Others are being brought to the forefront after forgotten decades, such as Keynotes, a collection of feminist short stories from 1893 that includes open discussions of women’s sexuality. The stories were written by Mary Bright, who wrote as George Egerton, in 1893; she would say of them that “I realised that in literature, everything had been better done by man than woman could hope to emulate. There was one small plot left for her to tell; the terra incognita of herself, as she knew herself to be, not as man liked to imagine her.”
[...]
“This was about looking back to the women in whose footsteps we walk – the way that other women did get their work into print or couldn’t get their work into print. It’s just such a joyous idea,” said the novelist Kate Mosse, who founded the Women’s prize 25 years ago, following an all-male Booker prize shortlist.

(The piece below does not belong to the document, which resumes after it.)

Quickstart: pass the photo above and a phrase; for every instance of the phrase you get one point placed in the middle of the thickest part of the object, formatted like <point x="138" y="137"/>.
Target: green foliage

I love this idea - and now I'll be keeping my eyes open for an announcement from Bailey's that the books have been published and made available for downloading. If any of you, especially those of you in the U.K., see anything before I do, please do add the information here as a "comment." Thanks.
I love when they republish older works for whatever reason! I'm looking forward to these. :)
ReplyDeleteMe, too. I always find myself wondering about books that were really popular in their day before slipping quietly back into the unknown. This may be the chance to find a few goodies that I never even suspected existed.